STF deve impedir Lula de disputar eleição mesmo se Moro for considerado parcial

         



O STF (Supremo Tribunal Federal) deverá manter Luiz Inácio Lula da Silva (PT) inelegível caso ele queira se candidatar em 2022, mesmo se o ex-juiz Sergio Moro for considerado parcial no julgamento do ex-presidente no caso do tríplex do Guarujá (litoral de São Paulo).

Ainda que a defesa do petista insista que Moro atuou também nesse processo, os ministros da 2ª Turma do STF devem analisar somente o caso do tríplex.

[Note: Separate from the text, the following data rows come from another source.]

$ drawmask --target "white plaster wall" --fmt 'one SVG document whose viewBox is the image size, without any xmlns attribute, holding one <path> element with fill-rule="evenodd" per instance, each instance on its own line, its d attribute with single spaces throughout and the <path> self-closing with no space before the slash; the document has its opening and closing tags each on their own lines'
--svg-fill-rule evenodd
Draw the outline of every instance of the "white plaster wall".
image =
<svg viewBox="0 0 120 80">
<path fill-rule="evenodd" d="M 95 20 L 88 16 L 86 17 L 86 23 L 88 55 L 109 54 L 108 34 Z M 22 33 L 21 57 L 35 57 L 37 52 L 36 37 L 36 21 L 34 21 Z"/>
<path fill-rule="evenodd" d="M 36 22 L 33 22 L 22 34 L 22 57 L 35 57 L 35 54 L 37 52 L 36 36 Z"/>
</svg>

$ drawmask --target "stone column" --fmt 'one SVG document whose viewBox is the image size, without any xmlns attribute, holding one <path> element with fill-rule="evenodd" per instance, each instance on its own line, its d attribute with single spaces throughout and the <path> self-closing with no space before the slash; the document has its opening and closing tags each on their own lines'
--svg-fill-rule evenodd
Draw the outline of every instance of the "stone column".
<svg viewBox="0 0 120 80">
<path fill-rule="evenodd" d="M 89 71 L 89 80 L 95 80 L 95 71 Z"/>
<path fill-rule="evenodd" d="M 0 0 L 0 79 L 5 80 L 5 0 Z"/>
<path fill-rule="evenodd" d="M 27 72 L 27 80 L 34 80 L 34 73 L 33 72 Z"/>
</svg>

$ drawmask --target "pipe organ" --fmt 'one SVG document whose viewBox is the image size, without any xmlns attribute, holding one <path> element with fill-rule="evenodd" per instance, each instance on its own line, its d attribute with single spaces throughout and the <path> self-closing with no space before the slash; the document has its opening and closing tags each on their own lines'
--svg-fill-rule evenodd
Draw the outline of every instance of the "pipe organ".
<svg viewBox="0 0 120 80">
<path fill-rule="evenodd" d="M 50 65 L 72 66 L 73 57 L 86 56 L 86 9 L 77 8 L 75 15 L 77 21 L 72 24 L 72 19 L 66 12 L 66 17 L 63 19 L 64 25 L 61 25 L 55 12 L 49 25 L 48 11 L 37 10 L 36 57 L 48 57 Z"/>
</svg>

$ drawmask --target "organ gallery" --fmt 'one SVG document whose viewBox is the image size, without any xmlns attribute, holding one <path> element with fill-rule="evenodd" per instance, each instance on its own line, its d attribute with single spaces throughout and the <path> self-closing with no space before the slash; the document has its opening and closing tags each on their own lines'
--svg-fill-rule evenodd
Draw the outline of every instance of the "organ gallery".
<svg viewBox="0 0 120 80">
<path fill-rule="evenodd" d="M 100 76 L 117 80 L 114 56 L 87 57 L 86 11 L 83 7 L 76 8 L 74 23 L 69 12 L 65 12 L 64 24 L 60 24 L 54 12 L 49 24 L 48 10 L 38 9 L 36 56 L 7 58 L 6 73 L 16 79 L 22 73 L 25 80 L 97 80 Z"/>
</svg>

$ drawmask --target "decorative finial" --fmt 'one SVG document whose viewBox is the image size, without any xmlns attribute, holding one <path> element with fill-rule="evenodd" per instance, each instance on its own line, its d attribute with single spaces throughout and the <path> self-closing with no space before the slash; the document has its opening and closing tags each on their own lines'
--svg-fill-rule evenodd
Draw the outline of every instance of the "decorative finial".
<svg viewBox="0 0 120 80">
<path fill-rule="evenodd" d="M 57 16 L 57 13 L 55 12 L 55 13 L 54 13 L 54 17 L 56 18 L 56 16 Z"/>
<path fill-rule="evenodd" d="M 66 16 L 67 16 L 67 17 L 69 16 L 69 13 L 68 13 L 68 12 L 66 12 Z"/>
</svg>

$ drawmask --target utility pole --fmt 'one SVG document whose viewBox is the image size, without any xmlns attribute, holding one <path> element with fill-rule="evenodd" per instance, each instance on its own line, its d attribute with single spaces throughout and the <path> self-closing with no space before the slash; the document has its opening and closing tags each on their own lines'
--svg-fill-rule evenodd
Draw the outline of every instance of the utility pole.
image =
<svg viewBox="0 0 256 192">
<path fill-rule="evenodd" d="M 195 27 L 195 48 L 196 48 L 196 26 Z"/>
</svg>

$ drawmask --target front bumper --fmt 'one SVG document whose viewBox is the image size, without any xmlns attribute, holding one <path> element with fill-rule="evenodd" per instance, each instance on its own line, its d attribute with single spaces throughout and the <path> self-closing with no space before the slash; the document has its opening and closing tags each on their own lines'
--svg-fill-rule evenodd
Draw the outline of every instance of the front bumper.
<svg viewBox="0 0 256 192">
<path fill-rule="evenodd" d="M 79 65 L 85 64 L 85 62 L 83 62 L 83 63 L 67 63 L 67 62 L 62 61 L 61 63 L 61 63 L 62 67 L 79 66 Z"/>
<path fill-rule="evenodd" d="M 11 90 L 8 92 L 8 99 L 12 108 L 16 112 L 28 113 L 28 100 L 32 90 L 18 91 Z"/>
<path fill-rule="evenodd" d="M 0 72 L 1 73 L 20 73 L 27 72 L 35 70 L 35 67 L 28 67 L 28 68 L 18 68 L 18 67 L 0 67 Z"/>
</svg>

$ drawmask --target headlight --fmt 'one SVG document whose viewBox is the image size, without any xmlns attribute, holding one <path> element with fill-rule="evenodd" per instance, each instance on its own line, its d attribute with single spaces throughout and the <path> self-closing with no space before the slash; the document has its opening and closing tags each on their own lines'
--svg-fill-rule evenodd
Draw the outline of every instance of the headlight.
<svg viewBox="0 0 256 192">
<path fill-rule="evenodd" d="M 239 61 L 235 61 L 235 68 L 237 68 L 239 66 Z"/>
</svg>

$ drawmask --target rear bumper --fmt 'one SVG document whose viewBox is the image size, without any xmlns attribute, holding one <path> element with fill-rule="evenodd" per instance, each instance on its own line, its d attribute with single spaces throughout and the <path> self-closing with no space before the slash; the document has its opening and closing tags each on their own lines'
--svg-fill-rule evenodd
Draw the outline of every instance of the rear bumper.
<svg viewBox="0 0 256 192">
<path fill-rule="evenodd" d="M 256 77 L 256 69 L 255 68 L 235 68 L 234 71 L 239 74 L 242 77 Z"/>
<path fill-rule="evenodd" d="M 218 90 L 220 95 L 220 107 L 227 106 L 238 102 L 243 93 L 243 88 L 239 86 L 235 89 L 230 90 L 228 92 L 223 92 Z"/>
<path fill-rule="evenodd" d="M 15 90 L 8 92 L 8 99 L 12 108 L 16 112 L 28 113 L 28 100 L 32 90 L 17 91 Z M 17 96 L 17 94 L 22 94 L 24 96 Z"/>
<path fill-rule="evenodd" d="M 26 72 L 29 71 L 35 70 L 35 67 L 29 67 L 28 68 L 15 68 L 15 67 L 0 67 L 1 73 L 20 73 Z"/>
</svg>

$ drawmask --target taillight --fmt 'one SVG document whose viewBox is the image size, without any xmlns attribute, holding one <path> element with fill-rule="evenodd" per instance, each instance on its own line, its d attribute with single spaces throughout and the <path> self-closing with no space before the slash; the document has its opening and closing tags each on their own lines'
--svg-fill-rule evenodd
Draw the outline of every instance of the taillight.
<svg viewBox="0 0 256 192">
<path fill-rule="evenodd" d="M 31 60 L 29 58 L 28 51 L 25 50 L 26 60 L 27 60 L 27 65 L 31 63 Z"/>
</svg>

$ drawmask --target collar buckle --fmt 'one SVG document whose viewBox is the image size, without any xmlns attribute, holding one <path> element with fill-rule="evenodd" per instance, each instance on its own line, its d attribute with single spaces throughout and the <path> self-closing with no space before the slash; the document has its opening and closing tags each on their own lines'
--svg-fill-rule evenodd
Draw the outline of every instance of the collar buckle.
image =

Assim, a condenação de Lula no processo de Atibaia persistirá.

O ex-presidente permanecerá inelegível pelo menos até eventual julgamento de imparcialidade do ex-juiz também neste caso, até o momento sem data certa para ocorrer.

De acordo com a publicação, juristas e advogados que acompanham o caso de Lula insistem que todos os processos dele em que Moro atuou devem ser tratados da mesma forma.

“Parcialidade é uma condição personalíssima. Uma vez admitida para um caso, passa a contaminar todos os demais. A consequência, pois, é a anulação de todos os processos conduzidos pelo Moro que envolvem o ex-presidente Lula”, afirmou o advogado Marco Aurélio de Carvalho, coordenador do grupo Prerrogativas.

Lula já convocou Fernando Haddad para disputar a eleição presidencial em 2022. O ex-prefeito de São Paulo e ex-ministro da Educação, que perdeu para Jair Bolsonaro em 2018, aceitou o convite.